« Fake News » et « Post Vérité » – quand la presse écrite fait campagne !

De nouveaux termes décrivent des pratiques pas toujours aussi nouvelles que ça…

La presse a encore de beaux jours devant elle... Foto: LoKiLeCh / Wikimedia Commons / CC-BY-SA 3.0

(Par Alain Howiller) – Jamais sans doute les médias ont été à ce point attaqués et dans le « Oxford Dictionaries », le terme de « post truth » (post vérité) a été choisi comme « mot international » le plus caractéristique de l’année 2016 ! Il y aurait donc -officiellement en quelque sorte- une « vérité » et une « vérité alternative » placées face à face, au choix de ceux qui en prennent connaissance. On connaissait déjà la citation du philosophe Blaise Pascal affirmant : « Vérité en deçà des Pyrénées, erreur au-delà… » Il y a la « vérité scientifique temporaire » ou de la « plus grande probabilité » défendue par l’universitaire, médecin et essayiste Axel Kahn.

Et il y a, désormais, popularisée par la campagne présidentielle américaine et son « héraut Donald Trump » cette « post vérité », une vérité alternative. Il s’agit d’une « vérité relative ou dénotant des circonstances dans lesquelles les faits objectifs ont moins d’influence sur l’opinion publique que les appels à l’émotion et à la croyance personnelle ». Cette vérité-là se confond, pour le presbytérien Trump, avec la « foi » : on croit, ou on ne croit pas. Et on croit d’autant plus que la « vérité » est distillée par un « ami ». « Etes-vous un journaliste amical », n’avait pas hésité à lancer le Président américain d’une conférence de presse, avant de répondre à la question d’un journaliste !

Un incendie qui ravage la « prairie de l’arrogance » ! – S’il est vrai que l’extrême-droite européenne (allemande en particulier qui parlait de « Lügenpresse ») avait déjà développé cette approche « originale de la relativité » qui ne doit pas grande chose à… Einstein, jamais le concept de « post truth », l’inévitable compagnon des « fake news » (fausses nouvelles), n’a été à ce point répandu. Il interpelle les médias confrontés à ceux pour qui la « vérité » est portée par les seuls réseaux sociaux. Ces réseaux où les rumeurs (souvent folles) se substituent sans vergogne aux informations et où, curieusement, personne ne se soucie de vérifier quoi que ce soit ! Loin de moi, journaliste au (très !) long parcours, l’idée que les professionnels de l’information ne sont pour rien dans l’incendie qui ravage la prairie où divaguent les propagandistes de la « post vérité ». L’absence de rigueur chez certains de nos confrères, des vérifications insuffisantes, des partis-pris, une certaine arrogance qui les a éloignés des lecteurs, une complicité avec ce qu’on appelle désormais (campagne présidentielle française oblige !) le « système » a contribué à accréditer l’idée qu’il y aurait une « post vérité ». Le comportement d’individus ne crée pas un système et les excès des uns ne condamnent pas les autres.

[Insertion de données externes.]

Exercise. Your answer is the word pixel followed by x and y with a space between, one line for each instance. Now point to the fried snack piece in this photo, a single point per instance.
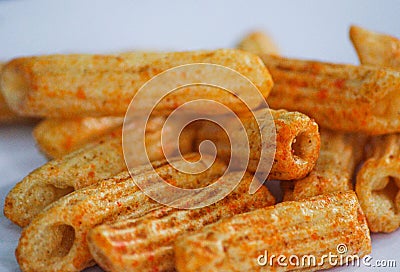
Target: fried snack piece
pixel 339 97
pixel 339 155
pixel 135 245
pixel 104 85
pixel 375 48
pixel 297 143
pixel 58 137
pixel 378 183
pixel 314 226
pixel 86 166
pixel 55 240
pixel 6 115
pixel 258 42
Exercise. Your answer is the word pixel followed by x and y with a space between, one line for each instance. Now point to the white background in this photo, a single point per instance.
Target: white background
pixel 306 29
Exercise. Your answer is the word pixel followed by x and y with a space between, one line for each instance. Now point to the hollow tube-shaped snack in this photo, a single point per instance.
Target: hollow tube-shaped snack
pixel 258 43
pixel 86 166
pixel 104 85
pixel 339 97
pixel 146 243
pixel 378 183
pixel 297 143
pixel 339 155
pixel 317 226
pixel 375 48
pixel 55 240
pixel 58 137
pixel 105 159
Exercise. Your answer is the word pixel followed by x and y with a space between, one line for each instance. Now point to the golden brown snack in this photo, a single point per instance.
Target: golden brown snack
pixel 58 137
pixel 104 85
pixel 86 166
pixel 378 183
pixel 339 97
pixel 297 143
pixel 339 155
pixel 6 115
pixel 375 48
pixel 258 43
pixel 314 226
pixel 134 244
pixel 56 239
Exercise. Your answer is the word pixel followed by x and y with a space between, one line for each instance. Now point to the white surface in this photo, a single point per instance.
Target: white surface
pixel 308 29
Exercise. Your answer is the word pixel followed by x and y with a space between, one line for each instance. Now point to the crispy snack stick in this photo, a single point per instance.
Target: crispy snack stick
pixel 297 143
pixel 339 97
pixel 314 226
pixel 258 43
pixel 6 115
pixel 86 166
pixel 104 85
pixel 378 183
pixel 339 155
pixel 58 137
pixel 134 245
pixel 56 239
pixel 375 48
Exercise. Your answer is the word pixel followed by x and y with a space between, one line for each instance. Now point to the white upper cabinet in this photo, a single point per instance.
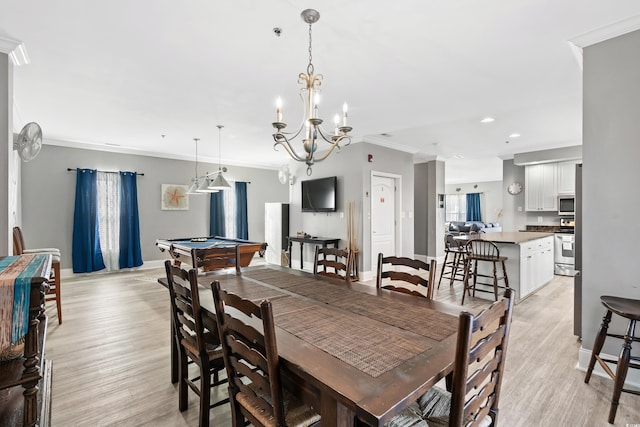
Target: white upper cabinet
pixel 541 187
pixel 567 177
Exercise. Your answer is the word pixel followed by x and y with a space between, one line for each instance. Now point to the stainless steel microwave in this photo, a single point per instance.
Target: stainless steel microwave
pixel 567 205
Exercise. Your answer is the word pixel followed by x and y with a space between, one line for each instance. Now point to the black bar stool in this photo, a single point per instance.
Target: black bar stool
pixel 453 268
pixel 629 309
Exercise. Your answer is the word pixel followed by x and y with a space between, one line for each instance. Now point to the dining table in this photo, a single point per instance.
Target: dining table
pixel 357 352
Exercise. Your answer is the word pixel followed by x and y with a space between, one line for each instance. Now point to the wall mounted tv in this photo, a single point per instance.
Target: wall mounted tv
pixel 319 195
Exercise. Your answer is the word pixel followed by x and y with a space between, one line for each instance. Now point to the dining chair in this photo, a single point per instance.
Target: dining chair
pixel 197 341
pixel 406 275
pixel 478 368
pixel 333 262
pixel 216 258
pixel 54 292
pixel 251 356
pixel 453 267
pixel 484 251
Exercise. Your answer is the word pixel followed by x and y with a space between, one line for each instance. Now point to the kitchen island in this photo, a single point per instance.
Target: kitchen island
pixel 530 259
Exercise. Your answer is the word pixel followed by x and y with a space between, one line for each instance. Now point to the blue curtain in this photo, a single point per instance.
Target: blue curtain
pixel 86 253
pixel 216 214
pixel 473 207
pixel 242 226
pixel 130 253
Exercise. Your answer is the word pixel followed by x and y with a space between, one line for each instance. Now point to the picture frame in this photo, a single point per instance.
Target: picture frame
pixel 174 197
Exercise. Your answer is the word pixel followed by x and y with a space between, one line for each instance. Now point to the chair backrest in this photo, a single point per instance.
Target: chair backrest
pixel 333 262
pixel 482 249
pixel 193 331
pixel 412 272
pixel 217 258
pixel 479 364
pixel 18 241
pixel 250 352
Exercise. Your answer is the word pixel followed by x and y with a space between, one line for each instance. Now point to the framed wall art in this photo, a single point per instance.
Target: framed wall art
pixel 175 197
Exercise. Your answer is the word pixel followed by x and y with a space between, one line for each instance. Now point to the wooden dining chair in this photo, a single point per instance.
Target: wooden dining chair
pixel 216 258
pixel 251 356
pixel 55 292
pixel 410 276
pixel 197 341
pixel 333 262
pixel 478 369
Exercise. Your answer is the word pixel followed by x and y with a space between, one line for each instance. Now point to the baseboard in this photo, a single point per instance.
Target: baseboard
pixel 584 356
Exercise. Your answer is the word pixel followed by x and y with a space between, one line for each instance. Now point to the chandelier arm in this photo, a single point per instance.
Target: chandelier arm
pixel 284 142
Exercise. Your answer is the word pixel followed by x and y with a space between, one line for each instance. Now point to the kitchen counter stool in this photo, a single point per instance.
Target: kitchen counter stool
pixel 629 309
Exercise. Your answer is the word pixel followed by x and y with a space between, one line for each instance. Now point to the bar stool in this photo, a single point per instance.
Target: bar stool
pixel 629 309
pixel 479 251
pixel 452 268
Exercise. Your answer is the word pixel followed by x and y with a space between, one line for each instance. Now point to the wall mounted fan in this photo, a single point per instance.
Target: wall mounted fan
pixel 28 142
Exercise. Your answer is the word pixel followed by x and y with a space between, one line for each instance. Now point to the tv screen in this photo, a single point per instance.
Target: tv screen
pixel 319 195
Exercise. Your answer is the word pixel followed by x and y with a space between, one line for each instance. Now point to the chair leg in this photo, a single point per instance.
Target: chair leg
pixel 56 271
pixel 183 369
pixel 495 281
pixel 621 371
pixel 597 346
pixel 444 266
pixel 205 393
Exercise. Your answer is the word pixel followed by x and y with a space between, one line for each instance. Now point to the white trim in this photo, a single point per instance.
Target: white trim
pixel 607 32
pixel 584 356
pixel 16 50
pixel 398 213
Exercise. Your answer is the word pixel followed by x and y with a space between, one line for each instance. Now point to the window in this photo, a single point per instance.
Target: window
pixel 455 207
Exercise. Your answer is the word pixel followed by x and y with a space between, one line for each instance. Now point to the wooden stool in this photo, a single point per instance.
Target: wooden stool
pixel 452 269
pixel 629 309
pixel 478 251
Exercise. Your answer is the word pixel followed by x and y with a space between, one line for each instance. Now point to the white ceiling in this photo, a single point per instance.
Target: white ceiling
pixel 117 75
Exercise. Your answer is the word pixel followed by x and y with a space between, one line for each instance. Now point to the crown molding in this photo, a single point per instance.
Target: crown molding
pixel 16 50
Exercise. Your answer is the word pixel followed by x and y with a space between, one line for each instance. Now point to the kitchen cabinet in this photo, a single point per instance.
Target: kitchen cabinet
pixel 541 187
pixel 567 177
pixel 536 265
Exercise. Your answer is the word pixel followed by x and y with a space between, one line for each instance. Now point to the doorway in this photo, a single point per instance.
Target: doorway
pixel 385 212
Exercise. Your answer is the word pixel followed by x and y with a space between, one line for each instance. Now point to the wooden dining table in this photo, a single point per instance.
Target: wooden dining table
pixel 356 351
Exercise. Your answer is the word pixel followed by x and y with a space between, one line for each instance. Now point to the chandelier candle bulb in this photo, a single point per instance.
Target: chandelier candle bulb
pixel 279 110
pixel 345 108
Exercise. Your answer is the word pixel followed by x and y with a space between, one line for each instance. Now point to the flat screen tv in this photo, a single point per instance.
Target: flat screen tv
pixel 319 195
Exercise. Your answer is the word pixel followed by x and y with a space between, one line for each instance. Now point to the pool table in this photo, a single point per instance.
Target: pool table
pixel 180 249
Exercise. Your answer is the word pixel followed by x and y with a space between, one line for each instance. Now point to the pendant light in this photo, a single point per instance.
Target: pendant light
pixel 219 183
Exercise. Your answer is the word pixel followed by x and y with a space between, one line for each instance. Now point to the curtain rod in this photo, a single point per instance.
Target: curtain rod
pixel 74 170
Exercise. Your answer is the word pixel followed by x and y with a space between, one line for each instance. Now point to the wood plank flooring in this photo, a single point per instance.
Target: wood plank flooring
pixel 111 359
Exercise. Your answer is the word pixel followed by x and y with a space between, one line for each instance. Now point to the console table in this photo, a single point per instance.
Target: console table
pixel 27 377
pixel 323 241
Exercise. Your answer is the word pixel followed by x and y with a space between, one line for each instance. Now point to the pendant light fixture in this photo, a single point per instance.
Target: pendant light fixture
pixel 219 183
pixel 311 129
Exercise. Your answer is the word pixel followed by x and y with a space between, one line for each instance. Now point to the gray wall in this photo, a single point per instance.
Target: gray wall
pixel 353 170
pixel 48 192
pixel 611 108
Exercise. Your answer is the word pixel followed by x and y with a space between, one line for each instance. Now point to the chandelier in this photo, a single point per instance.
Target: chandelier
pixel 206 184
pixel 311 123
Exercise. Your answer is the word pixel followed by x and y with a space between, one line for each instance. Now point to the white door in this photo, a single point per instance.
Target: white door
pixel 383 220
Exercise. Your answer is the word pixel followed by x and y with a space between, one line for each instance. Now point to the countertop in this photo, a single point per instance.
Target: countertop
pixel 507 237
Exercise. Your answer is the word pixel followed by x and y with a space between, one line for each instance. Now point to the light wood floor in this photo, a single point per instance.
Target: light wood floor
pixel 111 359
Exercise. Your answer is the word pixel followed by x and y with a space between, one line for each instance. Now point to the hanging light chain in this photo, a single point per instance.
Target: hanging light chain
pixel 310 66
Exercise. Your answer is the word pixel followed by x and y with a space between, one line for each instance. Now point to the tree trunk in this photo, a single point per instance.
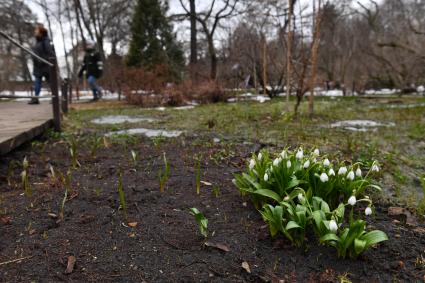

Certes, selon un sondage de l’Université Quinnipiac (Oregon), 57% des Américains font davantage confiance aux médias qu’aux propos de Donald Trump : cela ne s’est, apparemment, pas traduit dans le résultat des élections ! Il est vrai que 50% des sondés désapprouvaient la façon dont les médias avaient couvert les informations relatives à Trump tandis que 61% trouvent incorrecte la manière dont le président US traite les médias. Dans un sondage mené en France, par Harris Interactive, 58% des sondés pensent que les réseaux sociaux sont peu fiables, mais 29% pensent que les médias ont une responsabilité dans le fait que les Français ne s’intéressent pas à la campagne électorale présidentielle. Le « match réseaux sociaux/Médias » n’est pas joué et le professionnalisme des médias peut encore faire la différence.

« Journalisme-critique » et « journalisme civique » ! – Cela passe par une profonde introspection des acteurs des médias. Aux directions de trouver et de donner aux rédactions les moyens de s’investir davantage dans leur métier. Cela passe par la mise à disposition de moyens matériels et techniques : cette évolution, sur laquelle je reviendrai un peu plus loin, est en passe d’être gagnée ! Le deuxième volet du match -le plus important- suppose une évolution des journalistes. Il exige encore plus de professionnalisme, plus de vérification, un regard critique vis à vis des sources, un investissement éthique déterminant.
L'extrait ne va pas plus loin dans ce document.